- Education: Case Western Reserve University
- Occupation: Executive Director of the American College of Surgeons
- Medical career
- Awards: American College of Surgeons Distinguished Service Award (2007)

= David B. Hoyt =

American surgeon & medical professional

David B. Hoyt is an American surgeon who is the Past Executive Director of the American College of Surgeons. His tenure ended on Jan 1, 2022.

== Education ==
Hoyt obtained his medical degree from Case Western Reserve University School of Medicine in Cleveland in 1976.

== Career ==
Hoyt spent his entire medical training career at the University of California San Diego School of Medicine, completing his internship in 1977, his residency in 1979, a research fellowship in 1980, and two years as senior and chief resident from 1982 to 1984. He remained at UCSD after his training as an assistant professor of surgery between 1984 and 1989, associate professor of surgery between 1989 and 1995, and professor of surgery from 1995 to 2006.

Hoyt served as the director of the division of trauma, burns, and critical care at the UC San Diego Medical Center from 1989 to 2006. While at UCSD, he was also the Monroe E. Trout Professor of Surgery and vice-chairman of the department of surgery, and had a dual appointment on the staff at the Veterans Administration Medical Center in San Diego and at Thornton Hospital in La Jolla.
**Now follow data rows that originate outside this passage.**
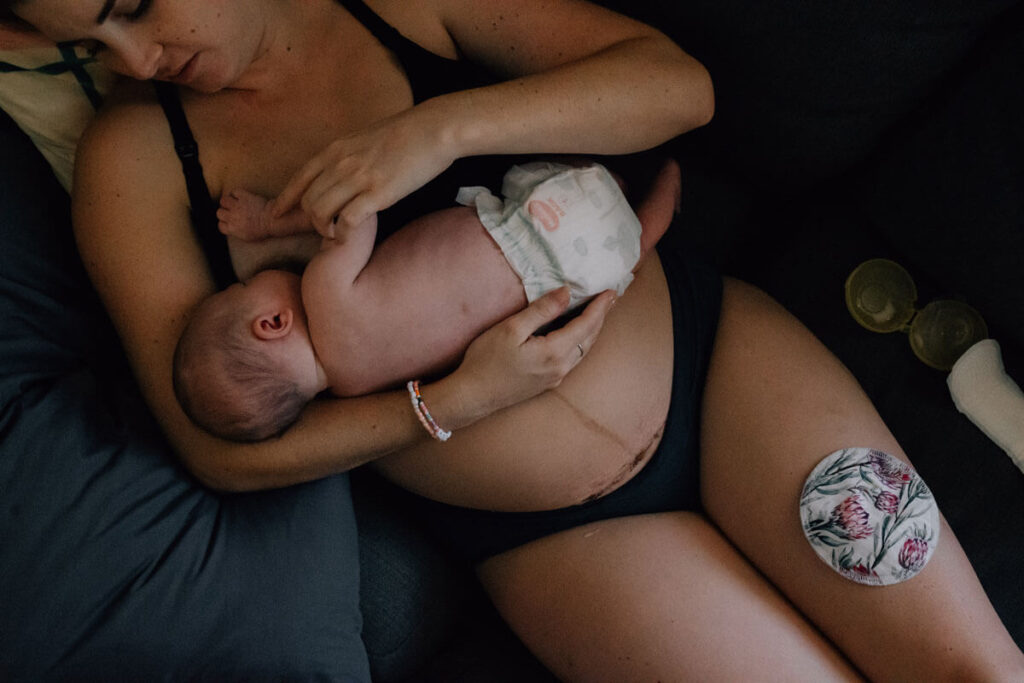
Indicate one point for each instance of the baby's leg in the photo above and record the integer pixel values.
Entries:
(245, 215)
(657, 207)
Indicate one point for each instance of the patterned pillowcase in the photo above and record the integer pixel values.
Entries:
(52, 92)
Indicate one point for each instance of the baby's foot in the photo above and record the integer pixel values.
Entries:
(244, 215)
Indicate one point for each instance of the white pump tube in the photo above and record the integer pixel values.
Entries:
(982, 390)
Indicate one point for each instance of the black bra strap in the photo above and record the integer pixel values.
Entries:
(388, 36)
(204, 212)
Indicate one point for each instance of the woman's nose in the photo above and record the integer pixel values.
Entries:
(137, 59)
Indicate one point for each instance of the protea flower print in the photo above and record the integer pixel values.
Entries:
(887, 502)
(913, 554)
(892, 472)
(869, 516)
(851, 517)
(861, 574)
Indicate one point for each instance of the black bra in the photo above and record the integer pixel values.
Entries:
(429, 75)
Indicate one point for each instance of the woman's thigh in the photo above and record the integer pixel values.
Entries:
(660, 597)
(775, 403)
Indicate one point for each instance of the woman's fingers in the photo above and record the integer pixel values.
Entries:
(577, 338)
(539, 313)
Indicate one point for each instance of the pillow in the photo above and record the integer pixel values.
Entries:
(115, 563)
(51, 92)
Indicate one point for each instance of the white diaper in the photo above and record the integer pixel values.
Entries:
(561, 225)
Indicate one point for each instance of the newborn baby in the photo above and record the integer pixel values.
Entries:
(361, 319)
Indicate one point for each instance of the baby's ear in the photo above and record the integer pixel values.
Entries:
(272, 324)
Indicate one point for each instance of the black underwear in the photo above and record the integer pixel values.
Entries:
(669, 481)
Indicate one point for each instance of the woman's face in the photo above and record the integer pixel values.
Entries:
(204, 44)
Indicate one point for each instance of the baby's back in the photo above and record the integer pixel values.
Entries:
(425, 294)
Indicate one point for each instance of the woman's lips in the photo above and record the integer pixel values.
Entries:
(184, 73)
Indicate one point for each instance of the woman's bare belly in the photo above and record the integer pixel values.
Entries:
(570, 444)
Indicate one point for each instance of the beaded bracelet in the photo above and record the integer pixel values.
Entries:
(420, 408)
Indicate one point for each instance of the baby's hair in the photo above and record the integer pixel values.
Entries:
(253, 401)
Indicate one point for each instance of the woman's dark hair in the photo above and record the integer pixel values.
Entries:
(7, 9)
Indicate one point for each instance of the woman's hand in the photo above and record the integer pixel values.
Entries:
(367, 171)
(509, 363)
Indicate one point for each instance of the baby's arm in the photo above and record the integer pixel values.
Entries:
(245, 216)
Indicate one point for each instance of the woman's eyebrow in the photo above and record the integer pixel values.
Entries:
(105, 11)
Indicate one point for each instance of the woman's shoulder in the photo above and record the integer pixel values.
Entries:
(129, 130)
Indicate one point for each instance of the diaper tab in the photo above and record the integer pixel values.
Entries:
(561, 225)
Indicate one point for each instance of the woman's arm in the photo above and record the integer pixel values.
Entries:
(584, 80)
(136, 242)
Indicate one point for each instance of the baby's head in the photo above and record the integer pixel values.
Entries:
(245, 366)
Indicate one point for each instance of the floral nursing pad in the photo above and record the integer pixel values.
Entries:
(869, 516)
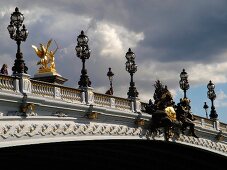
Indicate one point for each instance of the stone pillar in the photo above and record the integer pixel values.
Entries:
(88, 94)
(112, 102)
(25, 85)
(135, 105)
(57, 93)
(216, 124)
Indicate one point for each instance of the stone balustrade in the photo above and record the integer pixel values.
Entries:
(72, 95)
(7, 83)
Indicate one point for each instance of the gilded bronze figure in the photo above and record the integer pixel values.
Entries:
(47, 58)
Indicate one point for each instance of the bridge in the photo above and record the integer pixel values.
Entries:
(37, 113)
(42, 121)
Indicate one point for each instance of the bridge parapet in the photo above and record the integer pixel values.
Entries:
(25, 112)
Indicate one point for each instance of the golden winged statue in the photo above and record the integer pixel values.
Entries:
(47, 58)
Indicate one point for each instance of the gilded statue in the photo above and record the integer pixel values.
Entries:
(47, 58)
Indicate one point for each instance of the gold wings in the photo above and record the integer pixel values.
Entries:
(39, 52)
(43, 50)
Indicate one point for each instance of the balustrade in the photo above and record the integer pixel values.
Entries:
(7, 82)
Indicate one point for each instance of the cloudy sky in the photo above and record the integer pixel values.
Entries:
(166, 37)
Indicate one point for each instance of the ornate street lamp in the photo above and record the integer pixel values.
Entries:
(83, 52)
(131, 67)
(212, 96)
(205, 106)
(184, 85)
(110, 75)
(19, 33)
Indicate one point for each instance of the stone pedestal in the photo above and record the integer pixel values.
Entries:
(50, 78)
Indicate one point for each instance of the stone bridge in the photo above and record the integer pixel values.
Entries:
(34, 112)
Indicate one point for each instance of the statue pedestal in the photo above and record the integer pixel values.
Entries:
(50, 78)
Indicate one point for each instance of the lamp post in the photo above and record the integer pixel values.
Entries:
(205, 106)
(18, 34)
(110, 75)
(83, 52)
(211, 95)
(184, 85)
(131, 67)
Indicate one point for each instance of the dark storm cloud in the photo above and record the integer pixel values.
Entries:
(174, 31)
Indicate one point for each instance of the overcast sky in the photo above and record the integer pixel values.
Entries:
(166, 37)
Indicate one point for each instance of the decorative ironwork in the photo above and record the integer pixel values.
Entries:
(212, 96)
(83, 52)
(184, 85)
(110, 75)
(165, 114)
(18, 34)
(131, 67)
(205, 106)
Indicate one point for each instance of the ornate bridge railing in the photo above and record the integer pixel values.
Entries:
(45, 112)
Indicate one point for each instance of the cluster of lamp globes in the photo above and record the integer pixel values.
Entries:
(18, 32)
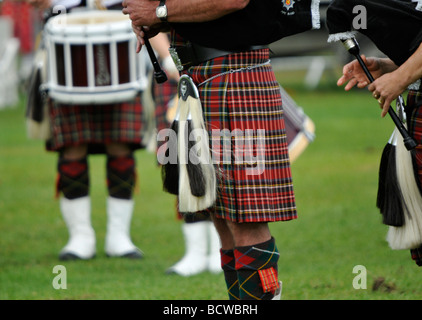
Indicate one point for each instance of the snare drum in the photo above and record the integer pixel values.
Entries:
(92, 58)
(300, 129)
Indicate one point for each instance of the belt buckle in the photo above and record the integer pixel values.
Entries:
(176, 59)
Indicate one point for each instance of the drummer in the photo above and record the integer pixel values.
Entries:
(114, 130)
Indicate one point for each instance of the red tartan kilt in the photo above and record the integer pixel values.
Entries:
(95, 125)
(248, 100)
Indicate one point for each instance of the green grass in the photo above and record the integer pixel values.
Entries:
(338, 227)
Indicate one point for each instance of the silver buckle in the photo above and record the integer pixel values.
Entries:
(176, 58)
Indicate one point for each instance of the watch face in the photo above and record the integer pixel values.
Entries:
(161, 12)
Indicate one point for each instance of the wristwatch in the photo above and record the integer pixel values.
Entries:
(161, 11)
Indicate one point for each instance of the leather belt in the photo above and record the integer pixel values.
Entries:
(193, 54)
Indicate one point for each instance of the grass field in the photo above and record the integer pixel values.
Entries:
(338, 228)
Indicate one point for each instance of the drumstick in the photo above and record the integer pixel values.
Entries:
(159, 75)
(353, 48)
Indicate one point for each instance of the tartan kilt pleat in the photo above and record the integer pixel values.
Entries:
(95, 125)
(414, 105)
(245, 108)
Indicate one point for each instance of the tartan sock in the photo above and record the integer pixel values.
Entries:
(121, 176)
(228, 264)
(417, 255)
(256, 267)
(73, 178)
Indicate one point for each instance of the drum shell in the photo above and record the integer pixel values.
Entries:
(92, 58)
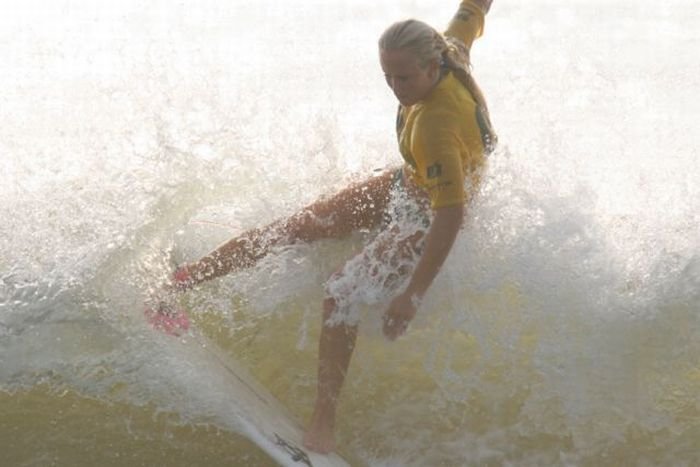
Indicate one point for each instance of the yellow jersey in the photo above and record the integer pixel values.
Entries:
(444, 137)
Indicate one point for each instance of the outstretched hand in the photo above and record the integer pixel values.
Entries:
(401, 311)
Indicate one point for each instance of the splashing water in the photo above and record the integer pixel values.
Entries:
(564, 329)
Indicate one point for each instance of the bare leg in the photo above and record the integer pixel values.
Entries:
(359, 206)
(337, 340)
(336, 345)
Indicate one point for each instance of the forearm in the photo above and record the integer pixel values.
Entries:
(438, 243)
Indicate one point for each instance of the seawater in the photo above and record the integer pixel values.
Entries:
(563, 330)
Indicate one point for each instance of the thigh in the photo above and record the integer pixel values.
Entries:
(359, 206)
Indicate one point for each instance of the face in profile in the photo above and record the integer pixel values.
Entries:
(404, 74)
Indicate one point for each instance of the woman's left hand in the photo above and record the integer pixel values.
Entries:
(400, 312)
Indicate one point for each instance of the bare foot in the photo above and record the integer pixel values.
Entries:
(319, 435)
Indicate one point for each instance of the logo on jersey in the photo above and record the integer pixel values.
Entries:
(434, 171)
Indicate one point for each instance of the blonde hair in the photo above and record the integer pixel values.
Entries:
(429, 46)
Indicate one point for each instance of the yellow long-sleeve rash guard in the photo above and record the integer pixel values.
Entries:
(441, 138)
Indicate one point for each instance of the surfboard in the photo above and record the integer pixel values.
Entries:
(267, 421)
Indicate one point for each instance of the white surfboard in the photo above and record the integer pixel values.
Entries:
(268, 423)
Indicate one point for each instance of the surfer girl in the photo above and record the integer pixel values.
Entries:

While in San Diego, Hoyt was active in the San Diego/Imperial County Credentials Committee, with which his involvement lasted 12 years.

In 2006, he moved to the University of California, Irvine School of Medicine to serve as chairman of the department of surgery, the executive vice-dean of the school of medicine, and the John E. Connolly professor of surgery. He was also the medical director of the college's trauma programs while at UCI before he assumed his position at the ACS.

== American College of Surgeons ==
Previous to succeeding Thomas R. Russell and assuming his position as the executive director of the American College of Surgeons on January 1, 2010, Hoyt served the organization in a number of ways. He became a Fellow of the American College of Surgeons in 1987, at which point he became involved in leading various ACS activities. Hoyt first became involved with the Committee on Trauma in 1980, and served as its chair between 1998 and 2002. Hoyt was a member of various ACS Board of Governors' Committees: Blood-Borne Infection and Environmental Risk, the Program Committee, and the Regents' Committee on Informatics. He was also a member of the national faculty for the college's Advanced Trauma Life Support course and served as a coordinator, instructor, and eventually the director of training for ATLS.

As executive director, Hoyt has overseen the expansion of the college's Stop the Bleed Initiative as gun violence has increased in the United States.

=== Positions as executive director ===
When there was conflict over overlapping vs non-overlapping surgeries scheduled in hospitals, Hoyt supported research stating concurrent, overlapping surgeries are generally safe practice, as the ACS updated its position on its long-standing set of principles regarding the physician's responsibilities in the operating room.

He has had a focus on sexual harassment in medicine, and is overseeing the development of a multi-year study to identify and understand the cultural elements that can ultimately be controlled to reduce the prevalence of harassment. In 2011, when the president-elect of the ACS, Lazar Greenfield, was caught in a controversy surrounding a Valentine's Day editorial he wrote touting the mood-enhancing effects of semen on women during unprotected sex, Hoyt oversaw the college's response, stating that it "deeply regrets the offense taken to Dr. Greenfield’s editorial about Valentine’s Day."

When the efficacy of surgical caps were called into question by inspectors, who instead supported bouffants, Hoyt's office released its own guidelines, arguing there was no reason to tamper with tradition, and that there is no evidence linking modest amounts of uncovered hair to wound infections. He has encouraged surgeons to wear clean, appropriate professional attire (not scrubs) during all patient encounters outside of the operating room, stating, "this statement reflects our strong commitment to surgical patient safety."

On the issue of surgical volume, Hoyt reported the ACS continues to look into the issue.

In the "eyeball wars" between optometrists and ophthalmologists, ophthalmologists have maintained that optometrists do not have the same medical training or qualifications to perform eye surgery, and so, when Governor Rick Scott signed HB 239 into law in 2013, allowing optometrists to prescribe a limited number of oral medications, ophthalmologists were angry. Hoyt sent a letter of protest to Rep. Cary Pigman, an emergency care physician who chairs the Health Quality Subcommittee, explaining that the bill worked against the interests of patient safety and maintaining the highest standards of surgical care.